Oh, and there's Baghdad

It's a big city. Subduing it will require brute force if people don't quit fighting. You can offer all the plans you want, but when a column is surrounded by RPG carrying teenagers, people who will charge tanks, you may take heavy losses.

We could be outside there for months, and even then, still face open hostility from places like Saddam City, home of the Shia.

Despite all the boosterism, if we can't take Basra, taking Baghdad is beyond the pale. If the British cannot control the city, how can we expect to control a much larger and more populated city. We may control the countryside, but Saddam's minons still run life for the average Iraqi.

Just because Special Ops has free reign to run around Baghdad, don't assume that's because they're supermen. Saddam runs a Stalinist police state. He may well be letting them run their missions and then, one day, they all get shut down. Why? Because it breeds confidence in the US planners. They take more risks. Then, imagine the morale of the units if five or six of their teams are captured or killed. Saddam is very clever. The Iraqis are tough-minded. Assume nothing until the war is over and the troops are home.

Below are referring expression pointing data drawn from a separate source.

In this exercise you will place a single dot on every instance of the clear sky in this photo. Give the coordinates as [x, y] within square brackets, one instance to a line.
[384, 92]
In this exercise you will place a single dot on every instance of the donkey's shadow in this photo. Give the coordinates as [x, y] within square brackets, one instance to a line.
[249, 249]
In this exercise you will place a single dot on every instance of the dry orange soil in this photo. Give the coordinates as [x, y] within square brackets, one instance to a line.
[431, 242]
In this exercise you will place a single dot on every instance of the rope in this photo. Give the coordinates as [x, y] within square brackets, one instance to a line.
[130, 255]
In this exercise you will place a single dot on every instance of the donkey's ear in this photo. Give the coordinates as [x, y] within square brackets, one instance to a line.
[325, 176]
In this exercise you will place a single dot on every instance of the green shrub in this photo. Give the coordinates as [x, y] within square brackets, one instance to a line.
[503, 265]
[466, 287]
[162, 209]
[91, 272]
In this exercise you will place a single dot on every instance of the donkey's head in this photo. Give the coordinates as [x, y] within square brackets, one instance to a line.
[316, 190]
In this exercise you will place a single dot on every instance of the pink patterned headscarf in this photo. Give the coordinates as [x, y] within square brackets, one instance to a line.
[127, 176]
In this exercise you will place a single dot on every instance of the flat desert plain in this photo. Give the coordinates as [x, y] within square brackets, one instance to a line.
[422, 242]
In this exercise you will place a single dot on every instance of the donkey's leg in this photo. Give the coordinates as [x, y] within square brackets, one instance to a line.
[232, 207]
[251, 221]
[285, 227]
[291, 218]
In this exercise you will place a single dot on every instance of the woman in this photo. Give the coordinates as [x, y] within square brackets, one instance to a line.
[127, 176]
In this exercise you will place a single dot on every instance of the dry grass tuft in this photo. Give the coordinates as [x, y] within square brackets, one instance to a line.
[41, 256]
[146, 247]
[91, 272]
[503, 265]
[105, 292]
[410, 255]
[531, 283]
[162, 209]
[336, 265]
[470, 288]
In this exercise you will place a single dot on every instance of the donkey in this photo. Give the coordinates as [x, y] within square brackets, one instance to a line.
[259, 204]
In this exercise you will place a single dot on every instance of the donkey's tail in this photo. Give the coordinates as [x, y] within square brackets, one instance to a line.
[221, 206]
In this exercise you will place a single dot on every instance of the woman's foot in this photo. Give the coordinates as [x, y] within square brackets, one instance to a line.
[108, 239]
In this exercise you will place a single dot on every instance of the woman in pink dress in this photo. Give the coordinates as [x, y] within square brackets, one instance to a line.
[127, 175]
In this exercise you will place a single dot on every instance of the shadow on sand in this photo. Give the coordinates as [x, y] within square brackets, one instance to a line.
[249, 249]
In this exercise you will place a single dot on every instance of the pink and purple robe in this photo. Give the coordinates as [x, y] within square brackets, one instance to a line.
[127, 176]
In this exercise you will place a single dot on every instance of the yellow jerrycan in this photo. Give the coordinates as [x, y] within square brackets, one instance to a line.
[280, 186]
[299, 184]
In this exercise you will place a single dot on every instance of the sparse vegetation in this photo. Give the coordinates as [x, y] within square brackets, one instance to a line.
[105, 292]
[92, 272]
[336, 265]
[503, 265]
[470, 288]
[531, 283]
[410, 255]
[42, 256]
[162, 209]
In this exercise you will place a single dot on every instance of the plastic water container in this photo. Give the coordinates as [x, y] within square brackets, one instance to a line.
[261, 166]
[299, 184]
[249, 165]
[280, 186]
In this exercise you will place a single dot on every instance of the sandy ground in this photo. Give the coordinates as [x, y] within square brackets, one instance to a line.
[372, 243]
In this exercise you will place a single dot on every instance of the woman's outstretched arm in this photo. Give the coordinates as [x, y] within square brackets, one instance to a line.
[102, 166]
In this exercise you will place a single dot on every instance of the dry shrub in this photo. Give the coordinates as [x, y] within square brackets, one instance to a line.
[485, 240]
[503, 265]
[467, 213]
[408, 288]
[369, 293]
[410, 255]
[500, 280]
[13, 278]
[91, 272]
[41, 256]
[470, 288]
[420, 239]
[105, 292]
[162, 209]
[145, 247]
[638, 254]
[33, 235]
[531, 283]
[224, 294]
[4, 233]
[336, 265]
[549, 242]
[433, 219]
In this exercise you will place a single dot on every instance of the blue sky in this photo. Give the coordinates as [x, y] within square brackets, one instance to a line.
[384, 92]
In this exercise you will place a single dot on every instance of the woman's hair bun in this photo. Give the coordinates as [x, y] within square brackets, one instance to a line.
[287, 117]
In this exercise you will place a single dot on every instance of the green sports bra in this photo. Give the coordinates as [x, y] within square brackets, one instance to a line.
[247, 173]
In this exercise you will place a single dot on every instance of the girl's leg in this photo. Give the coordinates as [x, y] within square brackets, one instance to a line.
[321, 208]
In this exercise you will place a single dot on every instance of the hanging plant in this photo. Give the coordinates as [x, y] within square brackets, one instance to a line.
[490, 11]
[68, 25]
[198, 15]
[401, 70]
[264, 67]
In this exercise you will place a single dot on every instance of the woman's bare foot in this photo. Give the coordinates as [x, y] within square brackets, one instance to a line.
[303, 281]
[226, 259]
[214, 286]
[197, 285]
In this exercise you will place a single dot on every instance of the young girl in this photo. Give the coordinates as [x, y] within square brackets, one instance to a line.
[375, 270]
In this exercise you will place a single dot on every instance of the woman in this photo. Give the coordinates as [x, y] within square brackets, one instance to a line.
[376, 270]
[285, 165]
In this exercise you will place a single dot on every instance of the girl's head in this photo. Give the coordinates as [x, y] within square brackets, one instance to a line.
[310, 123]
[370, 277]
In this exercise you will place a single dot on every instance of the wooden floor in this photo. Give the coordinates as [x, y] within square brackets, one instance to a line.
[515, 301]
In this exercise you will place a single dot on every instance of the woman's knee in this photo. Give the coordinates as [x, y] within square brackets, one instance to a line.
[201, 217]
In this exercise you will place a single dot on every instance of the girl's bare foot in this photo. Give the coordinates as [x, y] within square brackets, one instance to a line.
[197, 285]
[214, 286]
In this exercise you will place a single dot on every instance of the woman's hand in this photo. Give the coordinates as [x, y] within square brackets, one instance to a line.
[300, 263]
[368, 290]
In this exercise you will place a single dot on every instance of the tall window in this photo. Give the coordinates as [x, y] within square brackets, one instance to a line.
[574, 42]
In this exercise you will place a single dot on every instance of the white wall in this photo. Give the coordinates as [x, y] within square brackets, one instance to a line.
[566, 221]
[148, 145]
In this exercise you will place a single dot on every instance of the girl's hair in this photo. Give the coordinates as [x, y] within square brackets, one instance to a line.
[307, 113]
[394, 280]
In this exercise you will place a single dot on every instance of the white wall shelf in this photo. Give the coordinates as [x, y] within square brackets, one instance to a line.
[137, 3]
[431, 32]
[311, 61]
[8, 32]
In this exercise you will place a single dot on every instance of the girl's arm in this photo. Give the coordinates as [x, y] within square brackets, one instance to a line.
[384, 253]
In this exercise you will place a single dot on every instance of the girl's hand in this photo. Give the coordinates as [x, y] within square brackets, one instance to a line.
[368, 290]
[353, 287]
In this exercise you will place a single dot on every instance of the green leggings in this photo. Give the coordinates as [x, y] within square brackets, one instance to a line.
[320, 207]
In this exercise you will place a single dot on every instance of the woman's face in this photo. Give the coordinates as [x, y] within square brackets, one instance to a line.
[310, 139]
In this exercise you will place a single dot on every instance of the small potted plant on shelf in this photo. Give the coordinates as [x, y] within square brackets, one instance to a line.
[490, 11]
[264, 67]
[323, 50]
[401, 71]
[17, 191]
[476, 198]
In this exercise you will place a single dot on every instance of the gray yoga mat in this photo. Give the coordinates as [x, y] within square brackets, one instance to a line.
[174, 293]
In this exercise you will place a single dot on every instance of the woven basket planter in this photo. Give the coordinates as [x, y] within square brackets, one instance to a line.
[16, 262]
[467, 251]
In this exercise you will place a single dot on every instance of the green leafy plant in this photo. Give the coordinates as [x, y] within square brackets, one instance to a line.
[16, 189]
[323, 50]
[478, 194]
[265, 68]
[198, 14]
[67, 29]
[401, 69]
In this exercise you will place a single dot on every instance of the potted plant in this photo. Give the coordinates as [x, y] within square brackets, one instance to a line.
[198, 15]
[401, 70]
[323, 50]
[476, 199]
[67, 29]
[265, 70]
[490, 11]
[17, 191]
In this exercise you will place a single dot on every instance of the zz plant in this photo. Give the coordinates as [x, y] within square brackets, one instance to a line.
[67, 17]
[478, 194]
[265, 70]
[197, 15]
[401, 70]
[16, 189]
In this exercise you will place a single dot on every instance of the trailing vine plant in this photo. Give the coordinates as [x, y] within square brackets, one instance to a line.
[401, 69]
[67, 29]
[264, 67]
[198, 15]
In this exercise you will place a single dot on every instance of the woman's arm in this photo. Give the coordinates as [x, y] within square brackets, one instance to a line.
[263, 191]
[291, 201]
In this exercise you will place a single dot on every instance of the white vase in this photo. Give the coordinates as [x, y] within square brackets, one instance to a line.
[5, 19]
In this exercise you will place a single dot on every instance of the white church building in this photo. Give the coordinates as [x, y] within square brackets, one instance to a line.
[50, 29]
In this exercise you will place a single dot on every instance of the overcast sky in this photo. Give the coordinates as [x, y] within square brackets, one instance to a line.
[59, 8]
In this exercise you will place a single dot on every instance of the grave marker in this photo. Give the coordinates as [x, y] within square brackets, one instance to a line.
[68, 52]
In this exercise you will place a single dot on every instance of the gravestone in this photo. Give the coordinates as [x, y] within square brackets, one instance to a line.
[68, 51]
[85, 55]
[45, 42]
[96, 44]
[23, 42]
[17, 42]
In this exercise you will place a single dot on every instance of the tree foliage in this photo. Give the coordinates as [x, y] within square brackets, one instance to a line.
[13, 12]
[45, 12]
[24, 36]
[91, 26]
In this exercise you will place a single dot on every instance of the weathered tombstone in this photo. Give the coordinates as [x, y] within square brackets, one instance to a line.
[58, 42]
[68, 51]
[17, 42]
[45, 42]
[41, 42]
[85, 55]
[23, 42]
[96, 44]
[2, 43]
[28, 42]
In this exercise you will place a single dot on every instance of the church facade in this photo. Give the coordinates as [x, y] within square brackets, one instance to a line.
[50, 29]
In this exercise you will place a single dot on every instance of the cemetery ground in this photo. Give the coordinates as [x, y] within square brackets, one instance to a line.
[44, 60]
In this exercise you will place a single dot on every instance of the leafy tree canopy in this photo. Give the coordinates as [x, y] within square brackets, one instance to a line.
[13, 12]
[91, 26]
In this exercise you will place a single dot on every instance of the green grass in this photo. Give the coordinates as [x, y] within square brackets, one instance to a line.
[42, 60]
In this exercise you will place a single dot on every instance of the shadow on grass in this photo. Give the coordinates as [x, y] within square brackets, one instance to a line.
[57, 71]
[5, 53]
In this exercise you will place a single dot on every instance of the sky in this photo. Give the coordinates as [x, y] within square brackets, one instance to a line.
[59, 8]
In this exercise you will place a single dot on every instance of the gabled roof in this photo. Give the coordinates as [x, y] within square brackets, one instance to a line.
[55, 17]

An uprising could be very bad for us

While the freepers and neo-cons have been begging for a rebellion against Saddam, who says that rebellion will be restricted to Saddam. Once you have local leaders, and the Badr Brigade in the mix, why would they listen to Americans? Why would they need us. Once Saddam is dead, our usefulness to them is over. They would be armed and able to kill Americans . They would have no reason to put down their guns. For what? To take orders from Jay Garner? To have a pro-Israeli government imposed? Why not kill the Baathists, demostrate your power and then deal with the Americans with guns in your hands and anti-Americanism at a fever pitch?

There's no reason they would have to accept it. Not if they have leaders, weapons and Saddam is dead.

The proxy war we fought in Afghanistan worked only so far. At some point, the US had to step in. Well, a proxy war in Iraq could wind up like the Phillippine Insurection, with us fighting the guerrillas we armed and helped.

Even if Saddam quit today, this war could only be just starting.